Like completion handlers, singletons are another one of those "tricks" that can be befuddling to beginners. While virtually every iOS developer has experience working with the AppDelegate or NSUserDefaults, the idea of creating your own singleton class may not seem intuitive. They can be used for a variety of purposes, but data storage and networking classes are the most common. It was reviewing students' networking code in particular where I first saw use of the singleton. Although many consider it to be an "anti pattern", its widespread usage in Apple's own code earns the singleton a mention here, and it's something any intermediate developer should be aware of.

3. Making Collection Views Look Pretty

If you've ever had to display multiple images in a grid format, you've probably been using a collection view. Setting one up is simple: all you need is to create a subclass of UICollectionViewController, create a cell, implement the data source, and you're done. While the images should now be displayed, the implementation is not quite complete. Just try running the app on different simulators and you'll notice that that the spacing can vary considerably.

Not only is the spacing off, but we have no control over the cell size.
This is not the perfect grid seen in the built-in Photos app, but it turns out that Apple lets us do the same thing with UICollectionViewFlowLayout. I overlooked flow layouts when learning about collection views, but once again, it was fellow students who exposed me to this UX lifesaver.

Much better. The cell size and spacing is under control.
4. Xcode Time Profiler

While discussing with a student the pros and cons of different algorithms for a certain task (because that's what us nerds do), we inevitably got onto the topic of Big-O and algorithm running time. After I explained how one approach had a better best-case scenario, he mentioned there was run-time testing within Xcode. It doesn't appear to actually determine the Big-O time, but it does provide a lot of useful metrics.

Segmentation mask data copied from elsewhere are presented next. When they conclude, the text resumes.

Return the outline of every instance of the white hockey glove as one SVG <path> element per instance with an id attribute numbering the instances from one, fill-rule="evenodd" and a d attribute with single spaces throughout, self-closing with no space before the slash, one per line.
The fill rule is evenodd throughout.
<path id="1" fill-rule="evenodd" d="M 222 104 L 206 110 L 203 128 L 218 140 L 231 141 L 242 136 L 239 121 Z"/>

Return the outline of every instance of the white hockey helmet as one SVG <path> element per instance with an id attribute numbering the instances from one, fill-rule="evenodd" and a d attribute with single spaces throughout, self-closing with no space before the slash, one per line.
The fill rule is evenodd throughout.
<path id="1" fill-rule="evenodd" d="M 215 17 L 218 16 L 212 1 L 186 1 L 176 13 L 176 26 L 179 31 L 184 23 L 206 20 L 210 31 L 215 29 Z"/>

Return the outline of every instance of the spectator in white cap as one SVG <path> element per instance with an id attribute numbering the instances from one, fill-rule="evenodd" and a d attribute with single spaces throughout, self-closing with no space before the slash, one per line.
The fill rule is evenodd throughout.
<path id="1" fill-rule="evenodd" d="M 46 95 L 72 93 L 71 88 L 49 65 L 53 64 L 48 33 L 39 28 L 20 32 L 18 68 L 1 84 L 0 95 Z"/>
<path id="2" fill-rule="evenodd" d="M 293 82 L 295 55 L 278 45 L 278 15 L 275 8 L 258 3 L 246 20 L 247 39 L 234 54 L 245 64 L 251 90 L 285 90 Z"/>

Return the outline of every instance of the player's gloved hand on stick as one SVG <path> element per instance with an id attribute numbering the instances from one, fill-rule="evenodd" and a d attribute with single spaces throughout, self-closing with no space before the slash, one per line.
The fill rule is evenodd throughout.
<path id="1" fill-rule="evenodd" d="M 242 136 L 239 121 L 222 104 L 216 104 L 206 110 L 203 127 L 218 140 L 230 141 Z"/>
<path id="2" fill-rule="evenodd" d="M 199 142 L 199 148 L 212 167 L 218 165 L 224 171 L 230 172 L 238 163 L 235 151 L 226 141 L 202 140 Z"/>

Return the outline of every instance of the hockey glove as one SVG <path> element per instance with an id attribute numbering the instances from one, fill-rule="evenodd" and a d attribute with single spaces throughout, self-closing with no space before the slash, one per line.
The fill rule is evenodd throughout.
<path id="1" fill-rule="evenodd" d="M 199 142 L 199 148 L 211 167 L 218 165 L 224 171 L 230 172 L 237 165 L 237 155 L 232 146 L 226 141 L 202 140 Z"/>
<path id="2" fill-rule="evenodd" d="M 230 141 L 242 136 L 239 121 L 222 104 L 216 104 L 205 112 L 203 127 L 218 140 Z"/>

It's definitely something to cover in a full-length tutorial in the future, but for now, you can feast your eyes on the glory. Looks fancy, eh?
A screenshot of Xcode's Time Profiler
5. The System Isn't Always Right

For continuity, Udacity project reviewers can communicate with each other to discuss best practices and recommendations. Early on, another reviewer's suggestion stood out as especially useful. According to them, custom keyboards can sometimes incorrectly report the UIKeyboardWillShowNotification, causing the callback to be invoked multiple times. For this reason, they discouraged usage of the += operator to adjust a view's coordinates, since doing so would cause the view to move further than intended.


In the vast reaches of the iOS SDK, this bug may not sound significant, but it can potentially wreak havoc on one's app if left unhandled by the programmer. I now point it out to any student who moves views in this way, so they can not only be aware of this particular bug, but the reality that even Apple's code isn't perfect, and sometimes us developers need to find workarounds.

Conclusion

That wraps up the 5 things Udacity students taught me about iOSdevelopment. It's just a sampling of the most significant topics, but each one was a great learning experience, both as the teacher and the student. On an added note, if you're learning iOS development and are interested in these topics, they're certainly worth further research. I wouldn't want anyone using NSNotifications as a substitute for completion handlers.